Heboh Pohon Akasia "Menangis", Polisi Minta Ditebang, Pakar Bilang Begini

Pohon-menangis.jpg
(Beritajatim.com)

RIAU ONLINE, SURABAYA-Pohon 'menangis' di Kecamatan Puger, Kabupaten Jember, Jawa Timur bikin heboh warga Jawa Timur.

Pasalnya pohon akasia milik seorang mengeluarkan suara mirip tangisan.


Pohon ini tumbuh setinggi 20 meter dan garis tengah 50 centimeter di halaman belakang rumah Wardi (83), warga Dusun Krajan, Desa Mojosari.
“Pohonnya berusia lima tahun dan baru ‘menangis’ sekitar seminggu lalu,” kata Mawardi (40), cucu menantu Wardi, kemarin.

Menurut Mawardi, orang yang pertama kali mendengar suara seperti tangisan itu adalah Aldi Fari, keponakannya yang berusia tiga tahun.
“Dia bermain di belakang rumah.

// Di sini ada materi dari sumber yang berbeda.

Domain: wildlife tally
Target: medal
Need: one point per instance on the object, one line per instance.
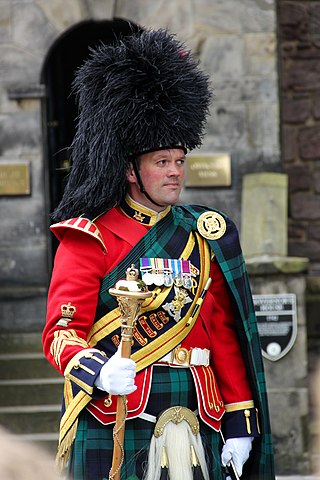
(186, 274)
(145, 268)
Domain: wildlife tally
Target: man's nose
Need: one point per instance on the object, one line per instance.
(174, 170)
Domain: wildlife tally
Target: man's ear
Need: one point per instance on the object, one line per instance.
(131, 176)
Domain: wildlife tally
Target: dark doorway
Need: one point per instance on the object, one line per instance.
(66, 55)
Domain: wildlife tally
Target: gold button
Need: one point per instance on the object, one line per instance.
(181, 355)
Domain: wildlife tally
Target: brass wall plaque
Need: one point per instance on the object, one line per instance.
(15, 178)
(208, 170)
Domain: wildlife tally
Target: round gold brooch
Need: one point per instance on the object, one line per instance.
(211, 225)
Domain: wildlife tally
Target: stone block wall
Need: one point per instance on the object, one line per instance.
(299, 58)
(236, 44)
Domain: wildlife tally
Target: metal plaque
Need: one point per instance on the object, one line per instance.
(277, 323)
(208, 170)
(15, 178)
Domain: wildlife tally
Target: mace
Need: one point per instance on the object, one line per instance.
(130, 294)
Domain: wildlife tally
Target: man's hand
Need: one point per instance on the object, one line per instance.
(117, 375)
(238, 450)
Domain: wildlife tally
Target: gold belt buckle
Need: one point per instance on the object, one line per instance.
(182, 355)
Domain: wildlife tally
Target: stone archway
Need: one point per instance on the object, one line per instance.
(65, 56)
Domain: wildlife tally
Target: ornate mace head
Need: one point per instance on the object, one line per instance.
(130, 294)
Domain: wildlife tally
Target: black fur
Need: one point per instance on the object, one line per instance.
(145, 92)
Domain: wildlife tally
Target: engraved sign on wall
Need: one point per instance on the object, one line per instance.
(208, 170)
(277, 323)
(15, 178)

Lari bilang ke ibunya, kalau ada orang menangis,” katanya.


Homsinah, sang ibu, semula tidak percaya. Namun ia mengalah dan mengikuti ajakan Aldi untuk mengecek ke pohon itu dan memang mendengar suara seperti tangisan.


“Akhirnya cerita ke tetangga dan keluarga,” kata Mawardi.
Mawardi sendiri baru mendengar sendiri suara yang seperti suara tangisan remaja itu kemarin. Ia dekatkan telinganya dengan jarak lima centimeter dari batang pohon.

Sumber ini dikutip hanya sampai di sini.